Page MenuHomePhabricator

SCAP fails with Permission denied (publickey)
Closed, ResolvedPublic

Description

(Not an unbreak now because the code to be deployed is not critical)

While deploying a change for mysql configuration due to a hardware failure (T103230), all proxys and nodes failed to sync:

root@tin:/srv/mediawiki-staging$ sync-file wmf-config/db-eqiad.php "Depool db1028, return ES servers back from maintenance"
...
09:28:41 ['/srv/deployment/scap/scap/bin/sync-common', '--no-update-l10n', '--include', 'wmf-config', '--include', 'wmf-config/db-eqiad.php', 'mw1010.eqiad.wmnet', 'mw1033.eqiad.wmnet', 'mw1070.eqiad.wmnet', 'mw1097.eqiad.wmnet', 'mw1216.eqiad.wmnet', 'mw1161.eqiad.wmnet', 'mw1201.eqiad.wmnet', 'mw2001.codfw.wmnet', 'mw2041.codfw.wmnet', 'mw2080.codfw.wmnet', 'mw2119.codfw.wmnet', 'mw2187.codfw.wmnet'] on mw2136.codfw.wmnet returned [255]: Permission denied (publickey).

sync-common: 100% (ok: 0; fail: 466; left: 0)                                   
09:28:41 466 apaches had sync errors
09:28:41 Finished sync-apaches (duration: 00m 03s)
09:28:41 Synchronized wmf-config/db-eqiad.php: Depool db1028, return ES servers back from maintenance (duration: 00m 03s)

This was a hardware maintenance deployment, and I can live without it because mediawiki detects it and depools automatically, but it would be an unbreak now in other cases.
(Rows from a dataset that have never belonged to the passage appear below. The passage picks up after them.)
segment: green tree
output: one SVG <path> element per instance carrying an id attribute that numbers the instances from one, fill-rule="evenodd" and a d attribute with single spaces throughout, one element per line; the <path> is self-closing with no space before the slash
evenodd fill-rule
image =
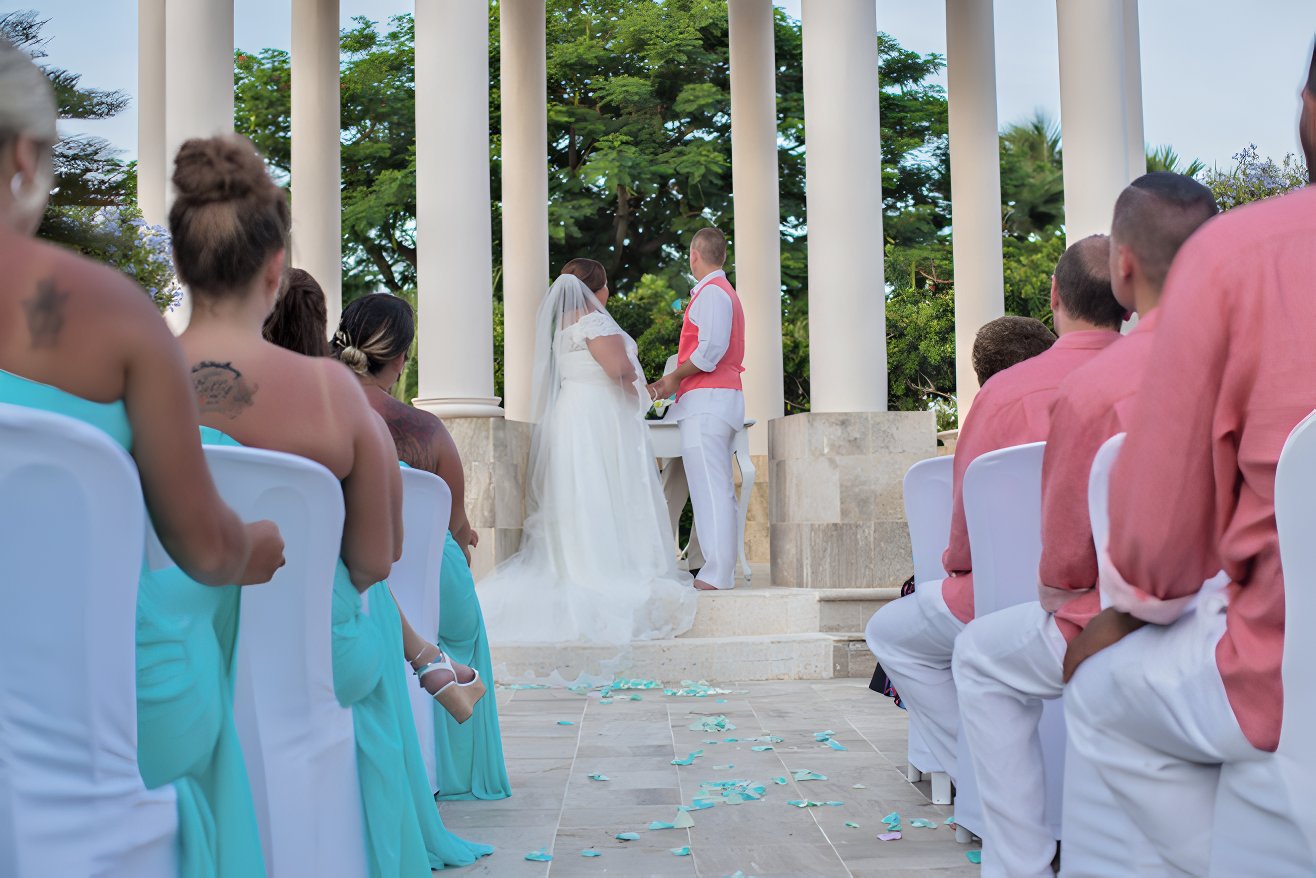
<path id="1" fill-rule="evenodd" d="M 1060 126 L 1040 110 L 1001 132 L 1001 202 L 1014 238 L 1044 235 L 1065 221 Z"/>
<path id="2" fill-rule="evenodd" d="M 494 254 L 501 251 L 498 7 L 490 16 Z M 589 255 L 609 269 L 611 308 L 646 371 L 675 351 L 689 290 L 683 246 L 715 223 L 731 233 L 730 72 L 721 0 L 549 0 L 547 20 L 550 262 Z M 808 407 L 803 46 L 776 13 L 778 163 L 788 410 Z M 903 246 L 948 224 L 946 102 L 931 78 L 944 62 L 878 36 L 887 237 Z M 344 288 L 415 288 L 414 25 L 362 18 L 342 35 Z M 286 52 L 239 51 L 235 124 L 290 173 Z M 296 181 L 291 181 L 296 185 Z M 731 254 L 734 260 L 734 249 Z M 547 279 L 546 279 L 547 280 Z M 494 266 L 495 333 L 501 270 Z M 634 301 L 632 301 L 632 299 Z M 496 344 L 497 356 L 501 345 Z M 501 386 L 501 369 L 496 370 Z"/>
<path id="3" fill-rule="evenodd" d="M 0 38 L 27 52 L 55 92 L 61 121 L 108 119 L 128 106 L 122 91 L 88 88 L 82 75 L 44 63 L 50 19 L 36 12 L 0 16 Z M 68 134 L 54 148 L 55 190 L 37 235 L 132 276 L 164 310 L 178 298 L 169 236 L 137 209 L 137 174 L 102 137 Z"/>

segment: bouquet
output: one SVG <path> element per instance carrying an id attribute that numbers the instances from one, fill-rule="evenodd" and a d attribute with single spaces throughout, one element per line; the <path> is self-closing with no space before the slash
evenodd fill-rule
<path id="1" fill-rule="evenodd" d="M 674 402 L 676 402 L 676 397 L 655 399 L 653 405 L 649 406 L 649 411 L 645 412 L 644 419 L 646 421 L 661 421 Z"/>

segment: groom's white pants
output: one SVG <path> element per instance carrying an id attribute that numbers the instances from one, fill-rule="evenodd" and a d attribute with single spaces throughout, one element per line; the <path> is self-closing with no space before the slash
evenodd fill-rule
<path id="1" fill-rule="evenodd" d="M 711 414 L 680 421 L 681 461 L 690 486 L 695 528 L 703 549 L 699 579 L 717 588 L 736 584 L 736 489 L 731 481 L 731 443 L 735 430 Z"/>

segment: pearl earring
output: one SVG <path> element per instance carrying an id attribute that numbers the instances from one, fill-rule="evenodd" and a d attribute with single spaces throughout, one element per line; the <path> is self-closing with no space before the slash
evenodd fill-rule
<path id="1" fill-rule="evenodd" d="M 9 191 L 13 194 L 15 201 L 23 197 L 23 175 L 21 173 L 14 174 L 9 178 Z"/>

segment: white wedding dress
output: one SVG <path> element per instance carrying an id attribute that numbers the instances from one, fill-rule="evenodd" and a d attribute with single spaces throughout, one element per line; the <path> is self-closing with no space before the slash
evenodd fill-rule
<path id="1" fill-rule="evenodd" d="M 571 275 L 549 290 L 537 328 L 521 548 L 478 591 L 490 642 L 624 647 L 682 634 L 697 598 L 676 566 L 635 342 Z M 590 340 L 612 335 L 633 384 L 610 377 L 590 352 Z"/>

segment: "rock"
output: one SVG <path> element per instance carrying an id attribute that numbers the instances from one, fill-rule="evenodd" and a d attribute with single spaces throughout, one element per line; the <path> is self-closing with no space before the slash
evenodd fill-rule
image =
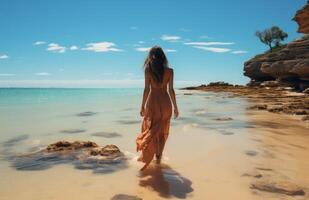
<path id="1" fill-rule="evenodd" d="M 232 117 L 218 117 L 218 118 L 215 118 L 214 120 L 217 120 L 217 121 L 231 121 L 233 120 Z"/>
<path id="2" fill-rule="evenodd" d="M 90 155 L 92 156 L 110 156 L 110 155 L 118 155 L 120 154 L 120 150 L 116 145 L 106 145 L 102 148 L 94 148 L 90 150 Z"/>
<path id="3" fill-rule="evenodd" d="M 82 112 L 82 113 L 78 113 L 76 114 L 76 116 L 78 117 L 89 117 L 89 116 L 93 116 L 96 115 L 96 112 L 91 112 L 91 111 L 86 111 L 86 112 Z"/>
<path id="4" fill-rule="evenodd" d="M 98 145 L 91 141 L 59 141 L 47 146 L 46 150 L 48 152 L 57 152 L 57 151 L 72 151 L 78 150 L 82 148 L 94 148 L 98 147 Z"/>
<path id="5" fill-rule="evenodd" d="M 247 107 L 248 110 L 267 110 L 269 112 L 291 115 L 309 115 L 309 95 L 291 91 L 291 87 L 198 86 L 191 88 L 205 92 L 229 93 L 228 98 L 246 97 L 250 102 L 258 103 Z M 204 110 L 197 110 L 194 112 L 196 115 L 210 116 L 209 113 Z"/>
<path id="6" fill-rule="evenodd" d="M 309 33 L 309 2 L 300 10 L 296 12 L 293 18 L 298 24 L 299 33 Z"/>
<path id="7" fill-rule="evenodd" d="M 283 111 L 283 107 L 282 106 L 273 106 L 271 108 L 267 109 L 269 112 L 274 112 L 274 113 L 279 113 Z"/>
<path id="8" fill-rule="evenodd" d="M 307 114 L 309 114 L 306 110 L 302 110 L 302 109 L 295 110 L 294 113 L 296 115 L 307 115 Z"/>
<path id="9" fill-rule="evenodd" d="M 143 200 L 138 196 L 127 195 L 127 194 L 116 194 L 111 200 Z"/>
<path id="10" fill-rule="evenodd" d="M 309 121 L 309 115 L 303 116 L 301 119 L 302 119 L 303 121 Z"/>
<path id="11" fill-rule="evenodd" d="M 244 173 L 241 176 L 248 176 L 248 177 L 253 177 L 253 178 L 262 178 L 263 177 L 263 175 L 260 174 L 259 172 Z"/>
<path id="12" fill-rule="evenodd" d="M 259 87 L 261 85 L 261 81 L 256 81 L 256 80 L 250 80 L 249 83 L 247 83 L 248 87 Z"/>
<path id="13" fill-rule="evenodd" d="M 257 170 L 262 170 L 262 171 L 273 171 L 271 168 L 264 168 L 264 167 L 256 167 Z"/>
<path id="14" fill-rule="evenodd" d="M 299 32 L 309 33 L 309 3 L 299 10 L 294 20 Z M 248 86 L 262 83 L 266 87 L 288 85 L 300 91 L 309 87 L 309 37 L 304 36 L 272 52 L 257 55 L 244 64 L 244 75 L 251 78 Z"/>
<path id="15" fill-rule="evenodd" d="M 258 104 L 258 105 L 251 106 L 248 109 L 251 109 L 251 110 L 266 110 L 267 105 L 266 104 Z"/>
<path id="16" fill-rule="evenodd" d="M 17 170 L 44 170 L 63 163 L 94 173 L 110 173 L 126 167 L 125 156 L 117 146 L 99 147 L 91 141 L 59 141 L 37 152 L 10 155 L 8 160 Z"/>
<path id="17" fill-rule="evenodd" d="M 270 182 L 261 180 L 251 184 L 250 188 L 264 192 L 279 193 L 290 196 L 305 195 L 305 191 L 301 187 L 285 181 Z"/>
<path id="18" fill-rule="evenodd" d="M 262 61 L 255 58 L 245 62 L 244 75 L 248 76 L 256 82 L 263 82 L 267 80 L 274 80 L 269 74 L 261 71 Z"/>
<path id="19" fill-rule="evenodd" d="M 309 94 L 309 88 L 303 90 L 303 93 Z"/>
<path id="20" fill-rule="evenodd" d="M 218 82 L 210 82 L 207 86 L 213 87 L 213 86 L 233 86 L 233 85 L 226 83 L 226 82 L 223 82 L 223 81 L 218 81 Z"/>
<path id="21" fill-rule="evenodd" d="M 261 83 L 261 86 L 264 87 L 278 87 L 280 83 L 278 81 L 264 81 Z"/>
<path id="22" fill-rule="evenodd" d="M 66 129 L 66 130 L 62 130 L 60 131 L 61 133 L 66 133 L 66 134 L 75 134 L 75 133 L 83 133 L 86 132 L 85 129 Z"/>
<path id="23" fill-rule="evenodd" d="M 105 131 L 95 132 L 95 133 L 92 133 L 91 135 L 96 136 L 96 137 L 104 137 L 104 138 L 121 137 L 121 134 L 117 132 L 105 132 Z"/>
<path id="24" fill-rule="evenodd" d="M 11 147 L 14 145 L 18 145 L 19 143 L 29 139 L 29 135 L 20 135 L 14 138 L 11 138 L 3 143 L 4 147 Z"/>
<path id="25" fill-rule="evenodd" d="M 203 90 L 203 89 L 226 89 L 226 88 L 242 88 L 243 85 L 232 85 L 223 81 L 211 82 L 208 85 L 202 84 L 199 86 L 180 88 L 181 90 Z M 191 93 L 188 93 L 188 95 Z"/>
<path id="26" fill-rule="evenodd" d="M 276 52 L 247 61 L 244 75 L 266 87 L 309 85 L 309 38 L 293 41 Z M 251 84 L 252 85 L 252 84 Z"/>
<path id="27" fill-rule="evenodd" d="M 248 155 L 248 156 L 256 156 L 256 155 L 259 154 L 259 152 L 253 151 L 253 150 L 246 151 L 245 153 L 246 153 L 246 155 Z"/>

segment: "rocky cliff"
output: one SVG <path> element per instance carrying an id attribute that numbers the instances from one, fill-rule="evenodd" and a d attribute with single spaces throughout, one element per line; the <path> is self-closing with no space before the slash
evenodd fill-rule
<path id="1" fill-rule="evenodd" d="M 309 34 L 309 1 L 302 9 L 297 11 L 294 19 L 298 23 L 298 32 Z"/>
<path id="2" fill-rule="evenodd" d="M 300 25 L 300 32 L 309 33 L 309 4 L 298 11 L 294 19 Z M 309 36 L 258 55 L 244 65 L 244 75 L 251 78 L 250 84 L 270 81 L 305 90 L 309 87 Z"/>

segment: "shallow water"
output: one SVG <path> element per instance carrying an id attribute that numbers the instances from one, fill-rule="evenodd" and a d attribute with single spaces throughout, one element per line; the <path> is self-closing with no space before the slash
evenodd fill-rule
<path id="1" fill-rule="evenodd" d="M 141 89 L 0 89 L 0 199 L 111 199 L 116 194 L 143 199 L 265 198 L 253 194 L 250 180 L 241 175 L 259 157 L 255 151 L 260 144 L 253 134 L 284 131 L 252 117 L 266 119 L 269 114 L 249 112 L 244 98 L 185 93 L 177 91 L 180 118 L 172 120 L 164 164 L 141 173 L 135 153 Z M 280 118 L 281 126 L 291 120 Z M 295 123 L 300 134 L 308 130 Z M 96 173 L 97 165 L 72 165 L 70 160 L 37 158 L 33 166 L 23 160 L 16 167 L 10 158 L 58 140 L 115 144 L 127 160 L 120 167 L 108 163 Z"/>

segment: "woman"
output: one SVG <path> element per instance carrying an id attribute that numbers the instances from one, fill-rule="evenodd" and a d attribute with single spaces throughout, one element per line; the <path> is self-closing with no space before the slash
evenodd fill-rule
<path id="1" fill-rule="evenodd" d="M 159 46 L 149 50 L 144 62 L 145 88 L 140 115 L 143 117 L 142 130 L 136 139 L 137 151 L 142 154 L 139 161 L 145 163 L 144 170 L 156 155 L 160 164 L 162 152 L 169 133 L 172 104 L 174 117 L 178 117 L 173 69 L 168 67 L 167 58 Z M 168 92 L 167 92 L 168 88 Z"/>

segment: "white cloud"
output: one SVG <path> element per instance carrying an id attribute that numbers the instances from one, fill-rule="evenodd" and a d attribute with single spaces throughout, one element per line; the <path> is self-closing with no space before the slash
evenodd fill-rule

I remember bblack talking about deployment key changes, probably related.
Related: T110791 T110793

Event Timeline

jcrespo raised the priority of this task from to High.
jcrespo updated the task description. (Show Details)
jcrespo subscribed.

Keyholder issue?

krenair@tin:~$ SSH_AUTH_SOCK=/run/keyholder/proxy.sock ssh mwdeploy@mw2001
Permission denied (publickey).

Yeah, icinga has been showing this for tin's keyholder service for the past 14 hours: CRITICAL: Keyholder is not armed. Run 'keyholder arm' to arm it.
Needs ops to fix

Seems a root has to arm it with:

sudo -u keyholder env SSH_AUTH_SOCK=/run/keyholder/agent.sock ssh-add /etc/keyholder.d/mwdeploy_rsa

Change 234955 had a related patch set uploaded (by Ori.livneh):
ssh-agent-proxy: break out of select loop once client is done

https://gerrit.wikimedia.org/r/234955

Change 234955 merged by Ori.livneh:
ssh-agent-proxy: break out of select loop once client is done

https://gerrit.wikimedia.org/r/234955

ori claimed this task.

@jcrespo, I'll update the docs.